Das persönliche Leid mit Krebs macht es oft schwierig oder unmöglich, die Werke darüber in ihrer eigenen Logik zu betrachten. Die Form fällt der Schwere des Inhalts zum Opfer. “On HeLa” behandelt den empfindlichen Stoff nicht mit Schwere. Wie Lois Alexander tanzt, erinnert an eine Aussage von Autorin Anne Boyer in ihrem vor kurzem erschienenen Memoire “The Undying”. Boyer erzählt von dem blendenden Kontrast zwischen der Zerstörung durch Chemo und dem zarten Bild ihres Tumors, das sie zum ersten Mal auf einem leuchtenden Bildschirm sah. Bei “On HeLa” stehen die Bilder von Zellen auf der Leinwand, farbig und stets in Bewegung, in Kontrast zu dem schwarz-weißen Raum. Diese Zellen erinnern an Leben und nicht an Tod. So ist auch der Tanz von Alexander. Unter Spannung, energiegeladen, extrovertiert, rhythmisch. Nicht nach innen guckend oder in einen Abgrund. Mit den großen Gesten ihrer Arme nimmt sie viel Raum ein in der Welt, sie nimmt mit ihr Kontakt auf. Wie sie ihre Hand auf- und zumacht, ist wie das Pochen eines Herzens oder das Vibrieren einer Zelle. Wir hören, dass auch Henriette Lacks gerne getanzt hat, zu Musik von einer Jukebox.

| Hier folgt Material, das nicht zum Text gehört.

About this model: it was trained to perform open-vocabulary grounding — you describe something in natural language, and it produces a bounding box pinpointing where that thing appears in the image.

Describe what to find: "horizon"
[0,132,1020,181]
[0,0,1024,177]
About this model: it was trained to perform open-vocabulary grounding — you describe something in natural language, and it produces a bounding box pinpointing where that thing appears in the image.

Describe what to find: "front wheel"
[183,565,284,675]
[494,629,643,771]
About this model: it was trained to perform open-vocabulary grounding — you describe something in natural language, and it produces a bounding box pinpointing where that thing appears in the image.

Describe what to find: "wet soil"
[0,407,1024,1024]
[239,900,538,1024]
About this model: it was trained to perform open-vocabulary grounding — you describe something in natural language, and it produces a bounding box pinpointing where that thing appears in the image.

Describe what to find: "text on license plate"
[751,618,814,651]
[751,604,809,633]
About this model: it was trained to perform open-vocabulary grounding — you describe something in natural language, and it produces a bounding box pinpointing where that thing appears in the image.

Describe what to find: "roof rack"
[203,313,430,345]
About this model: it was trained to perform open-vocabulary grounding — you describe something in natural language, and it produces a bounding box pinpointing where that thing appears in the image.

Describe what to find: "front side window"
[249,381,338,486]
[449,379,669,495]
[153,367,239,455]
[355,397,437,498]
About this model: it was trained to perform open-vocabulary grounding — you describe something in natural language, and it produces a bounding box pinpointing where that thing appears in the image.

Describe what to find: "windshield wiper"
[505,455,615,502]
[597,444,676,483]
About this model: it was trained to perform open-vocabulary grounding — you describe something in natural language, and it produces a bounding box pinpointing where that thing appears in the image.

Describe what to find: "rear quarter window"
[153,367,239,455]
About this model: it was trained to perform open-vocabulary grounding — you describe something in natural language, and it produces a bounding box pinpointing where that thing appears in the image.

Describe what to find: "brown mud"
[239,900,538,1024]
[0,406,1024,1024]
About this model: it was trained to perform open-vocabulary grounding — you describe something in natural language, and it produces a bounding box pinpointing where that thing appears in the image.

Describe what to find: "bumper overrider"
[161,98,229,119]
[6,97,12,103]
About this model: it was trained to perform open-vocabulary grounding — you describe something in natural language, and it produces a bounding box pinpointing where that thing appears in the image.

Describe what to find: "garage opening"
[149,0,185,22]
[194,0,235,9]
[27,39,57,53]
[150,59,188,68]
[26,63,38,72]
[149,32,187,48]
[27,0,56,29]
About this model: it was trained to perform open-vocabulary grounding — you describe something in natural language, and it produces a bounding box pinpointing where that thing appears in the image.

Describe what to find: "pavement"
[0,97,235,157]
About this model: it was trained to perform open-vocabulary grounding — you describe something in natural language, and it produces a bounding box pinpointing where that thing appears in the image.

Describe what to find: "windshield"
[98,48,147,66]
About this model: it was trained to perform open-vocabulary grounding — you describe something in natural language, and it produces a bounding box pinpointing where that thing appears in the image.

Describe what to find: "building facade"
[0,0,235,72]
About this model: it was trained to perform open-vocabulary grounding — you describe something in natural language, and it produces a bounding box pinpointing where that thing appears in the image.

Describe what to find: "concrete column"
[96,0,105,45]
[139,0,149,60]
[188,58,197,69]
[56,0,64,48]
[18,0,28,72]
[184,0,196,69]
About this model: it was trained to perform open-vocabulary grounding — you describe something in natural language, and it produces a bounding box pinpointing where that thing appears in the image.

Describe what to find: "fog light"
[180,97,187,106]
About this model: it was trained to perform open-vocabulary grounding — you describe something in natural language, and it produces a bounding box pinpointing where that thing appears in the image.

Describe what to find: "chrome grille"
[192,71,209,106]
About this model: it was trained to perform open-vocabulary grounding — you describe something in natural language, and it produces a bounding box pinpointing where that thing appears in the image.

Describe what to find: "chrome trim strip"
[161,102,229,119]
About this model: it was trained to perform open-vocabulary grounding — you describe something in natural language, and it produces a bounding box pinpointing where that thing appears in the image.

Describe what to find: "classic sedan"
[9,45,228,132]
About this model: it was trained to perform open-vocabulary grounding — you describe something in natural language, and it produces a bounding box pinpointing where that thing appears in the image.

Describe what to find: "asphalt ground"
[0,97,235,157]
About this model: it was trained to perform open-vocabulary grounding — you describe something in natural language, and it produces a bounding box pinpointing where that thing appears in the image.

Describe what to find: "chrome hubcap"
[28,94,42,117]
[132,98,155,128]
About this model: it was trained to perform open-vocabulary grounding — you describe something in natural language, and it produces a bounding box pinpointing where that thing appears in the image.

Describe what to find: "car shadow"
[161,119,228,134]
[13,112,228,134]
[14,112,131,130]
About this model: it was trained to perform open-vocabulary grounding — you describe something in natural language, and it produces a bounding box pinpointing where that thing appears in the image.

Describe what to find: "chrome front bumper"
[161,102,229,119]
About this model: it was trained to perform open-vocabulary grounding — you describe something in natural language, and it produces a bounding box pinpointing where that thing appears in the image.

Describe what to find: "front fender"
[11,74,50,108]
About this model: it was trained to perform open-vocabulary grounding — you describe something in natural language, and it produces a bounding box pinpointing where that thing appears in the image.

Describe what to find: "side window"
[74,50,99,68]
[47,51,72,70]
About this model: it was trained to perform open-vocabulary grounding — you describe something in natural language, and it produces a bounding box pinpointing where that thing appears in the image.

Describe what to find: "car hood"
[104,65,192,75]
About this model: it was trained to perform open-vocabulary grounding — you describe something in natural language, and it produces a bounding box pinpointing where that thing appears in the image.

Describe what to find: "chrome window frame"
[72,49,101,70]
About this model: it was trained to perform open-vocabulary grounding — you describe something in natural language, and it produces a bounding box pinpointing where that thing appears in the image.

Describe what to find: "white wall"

Der Tanz bedeutet vielleicht, dass Winkler auf die Form nicht verzichtet oder auf das Leben. Und er ist voller Kraft. Trotzdem wirkt weder Tanzen noch Dichten wie eine dringliche Komponente des Ganzen, sondern eher als Übergangsfragmente zwischen unterschiedlichen Teilen des Stücks. Denn es ist nicht einfach nachzuvollziehen, was genau in den einzelnen Momenten die Bewegungen oder die Gedichte veranlasst, wo die Verbindung zwischen Kunst und Information ist. Es ist insgesamt schwierig, in der Fülle der Informationen das Stück als ein integriertes Ganzes zu erleben oder sich zu orientieren. Sind wir als Zuschauende Zuhörer*innen einer Recherchearbeit oder Teil einer Erfahrung künstlerischer oder politischer Natur? Winkler zitiert beim Stück die Choreografin Anna Halprin, die sagt, dass sie vor dem Krebs für die Kunst lebte und jetzt die Kunst für ihr Leben nutzt. Winkler gefällt diese Einstellung. “On HeLa” verrät uns aber eher die Gedanken von Winkler über die gesellschaftlichen Aspekte von Krebs und weniger, was das für seine künstlerische Sprache bedeutet.